Before the end of the year, I'd like to make a pretty significant refactor to parser.parse (end of the year being the arbitrary time at which I'm going to switch to an LTS branch and a 3.x-only branch). I and @jbrockmendel both are very keen on exposing some of the actual details of parse's auto-magical action for people not content to just consume anything that looks like a date, and part of that effort will probably be a public lexer/tokenizer.

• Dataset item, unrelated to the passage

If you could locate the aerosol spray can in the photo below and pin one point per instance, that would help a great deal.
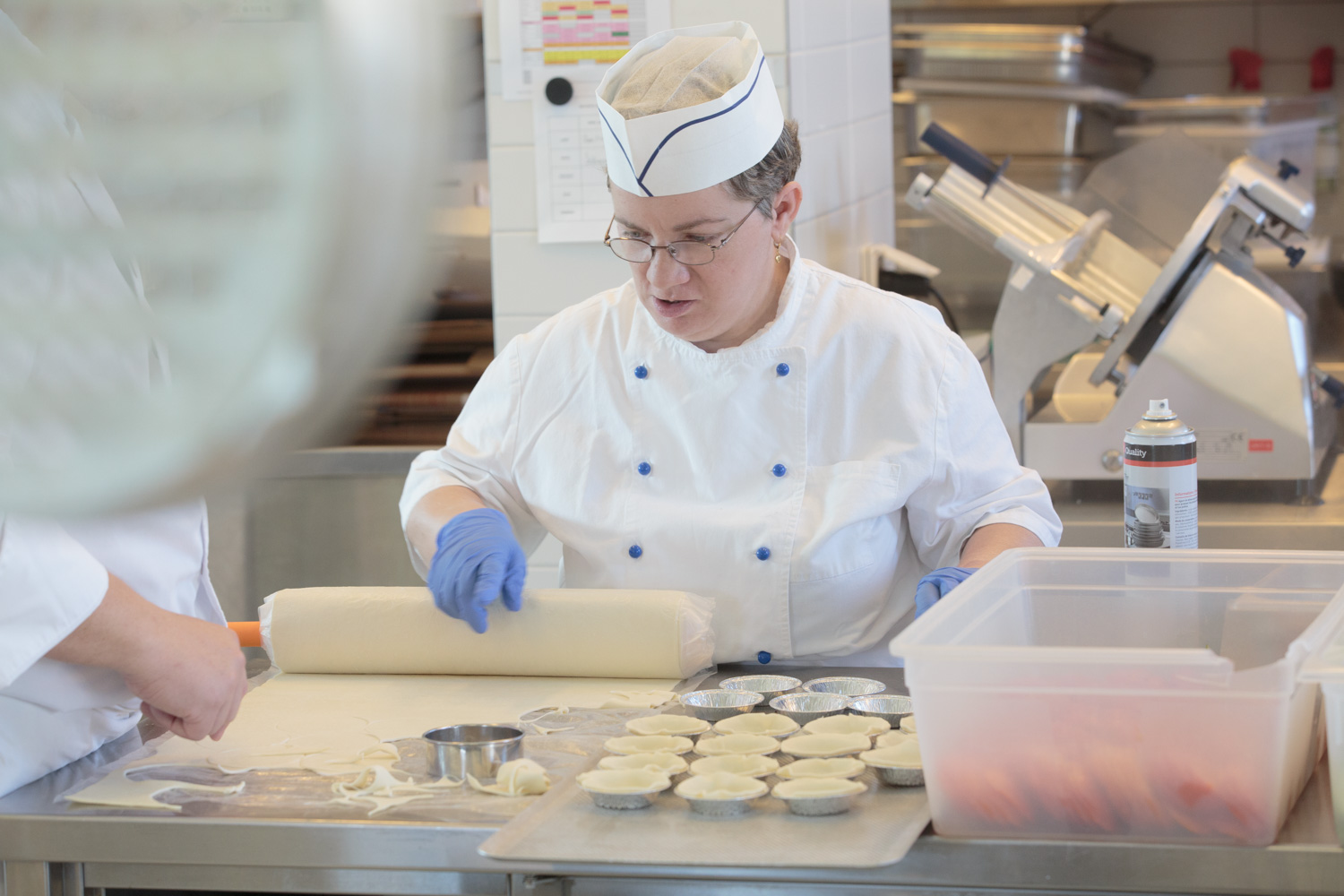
(1161, 500)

Until then, I think the best thing to do would be to just vendor _timelex somewhere in your source tree. Presumably if you put it in a .pyx file, that would also make the lexing part a bit faster. Once the parser refactor is done you can start using the public interface for that if it suits your needs better - I'll ping pandas' issue tracker when that happens (though I'm sure @jbrockmendel will be on it since he's very keen on all this parser stuff and also on pandas).

@pganssle is there still upcominig reorganization we need to watch out for here, or can this be closed?

@jbrockmendel I think this happened some time ago already (the parser reorg), plus pandas tests against dateutil master now, so as long as pandas has done everything it needs to do to adapt to the new code organization, feel free to close this.